I think this is intended to allow for a text file format consisting
of fixed-width records padded with blanks (think about punch
cards).
I'm trying to parse that section and it still doesn't make sense to
me. It says "whether space characters that ARE written out immediately
before a new-line character", which to me clearly says that the spaces
must land in the output file. Then it continues "appear when READ IN
is implementation-defined". So according to this C99 doesn't
guarantee that it can read all the characters in a line like
foo(space)(space)\n
and is free to return any of these:
foo(space)(space)\n
foo(space)\n (presumably, the spec doesn't exclude this)
foo\n
Right.
This seems even more daft than not writing the spaces out in the
first place! For instance, it means that getc() may return EITHER
(space) or \n following the foo and still be standard compliant???
Yes. It means that trailing spaces may be ignored on input.
On output, it's not possible to tell whether a printed space is a
trailing space or not until the line is terminated with a new-line.
If you've printed the characters 'f', 'o', 'o', ' ', ' ', the system
doesn't know whether the next character you print will be another
space, a new-line, or some other character. If trailing spaces are
going to be ignored on input, the system has to keep track of spaces
as they're printed. But as soon as you print the new-line, the system
can drop your trailing spaces.
Or, more likely, the output line is always padded with trailing spaces
anyway. On input, the system can't tell whether those trailing spaces
were actually part of your output, or were just system-imposed
padding. The system is allowed to assume that they were
system-imposed padding and ignore them. (If you printed "foo\n", you
wouldn't want to see "foo \n" when you read the file.)

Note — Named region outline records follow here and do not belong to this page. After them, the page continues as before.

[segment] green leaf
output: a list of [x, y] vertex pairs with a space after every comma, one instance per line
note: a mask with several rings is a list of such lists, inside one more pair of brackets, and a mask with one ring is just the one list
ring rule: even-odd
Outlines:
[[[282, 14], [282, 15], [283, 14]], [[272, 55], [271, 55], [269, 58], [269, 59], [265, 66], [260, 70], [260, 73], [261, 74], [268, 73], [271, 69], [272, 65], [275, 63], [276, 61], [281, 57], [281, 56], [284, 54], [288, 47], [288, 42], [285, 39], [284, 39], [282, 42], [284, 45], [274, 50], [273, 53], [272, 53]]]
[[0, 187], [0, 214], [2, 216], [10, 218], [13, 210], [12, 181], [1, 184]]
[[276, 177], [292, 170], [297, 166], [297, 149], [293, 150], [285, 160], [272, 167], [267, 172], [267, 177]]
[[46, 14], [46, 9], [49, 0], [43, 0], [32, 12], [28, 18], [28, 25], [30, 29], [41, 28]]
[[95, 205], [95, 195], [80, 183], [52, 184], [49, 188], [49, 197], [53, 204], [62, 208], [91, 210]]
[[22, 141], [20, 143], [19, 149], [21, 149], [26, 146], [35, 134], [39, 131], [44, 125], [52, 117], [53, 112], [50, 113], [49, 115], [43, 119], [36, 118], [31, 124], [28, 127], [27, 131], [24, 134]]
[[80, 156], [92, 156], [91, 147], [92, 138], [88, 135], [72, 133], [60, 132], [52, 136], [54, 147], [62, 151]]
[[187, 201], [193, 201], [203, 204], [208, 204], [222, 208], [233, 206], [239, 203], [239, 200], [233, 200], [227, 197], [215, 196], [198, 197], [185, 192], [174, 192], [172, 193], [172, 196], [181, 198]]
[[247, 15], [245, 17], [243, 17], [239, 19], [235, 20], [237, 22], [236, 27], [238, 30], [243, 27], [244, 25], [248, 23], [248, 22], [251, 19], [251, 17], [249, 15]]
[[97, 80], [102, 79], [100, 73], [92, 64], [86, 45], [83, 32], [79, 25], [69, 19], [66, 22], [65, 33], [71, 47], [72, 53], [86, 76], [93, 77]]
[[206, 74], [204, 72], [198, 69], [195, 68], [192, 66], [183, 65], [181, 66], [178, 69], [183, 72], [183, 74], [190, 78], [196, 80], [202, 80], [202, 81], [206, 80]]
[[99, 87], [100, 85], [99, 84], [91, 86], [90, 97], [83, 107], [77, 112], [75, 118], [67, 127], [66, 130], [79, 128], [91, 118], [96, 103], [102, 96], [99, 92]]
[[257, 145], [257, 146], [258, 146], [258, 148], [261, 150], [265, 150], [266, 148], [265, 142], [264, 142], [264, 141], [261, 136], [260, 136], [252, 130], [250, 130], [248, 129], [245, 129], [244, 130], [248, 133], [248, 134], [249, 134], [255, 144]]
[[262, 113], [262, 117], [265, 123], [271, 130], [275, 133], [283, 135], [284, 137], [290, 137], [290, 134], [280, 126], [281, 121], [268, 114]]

And what does this do to fsetpos() or especially fseek()? If an
implementation that drops trailing spaces is fseek'd to the first or
second space, does it return a \n in both cases?
On a system that ignores trailing spaces on input, you *can't* fseek()
to the first space, at least not using portable code. The input file
(which could have been an output file created by the same program)
will consistently appear to be a text file with no trailing spaces.
Remember that the result of fseek() for a text file doesn't
necessarily have a consistent physical meaning; it needn't be a count
of characters or bytes.
I'm still very confused. What exactly was the reason for this
clause in the standard? I use fixed width text fields all the time
and having the the language nip off the trailing spaces at will
would wreck a heck of a lot of code. For programs which expect a
series of strings of width N, it is common to check that each read
has in fact returned a string of that length, and if not to blow up
as that's a read error, not an acceptable variation induced by the
compiler.
You're not likely to run into a system that actually ignores trailing
spaces. If you do, your code that uses fixed-width text fields might
break, but only if you actually have spaces at the very end of a line.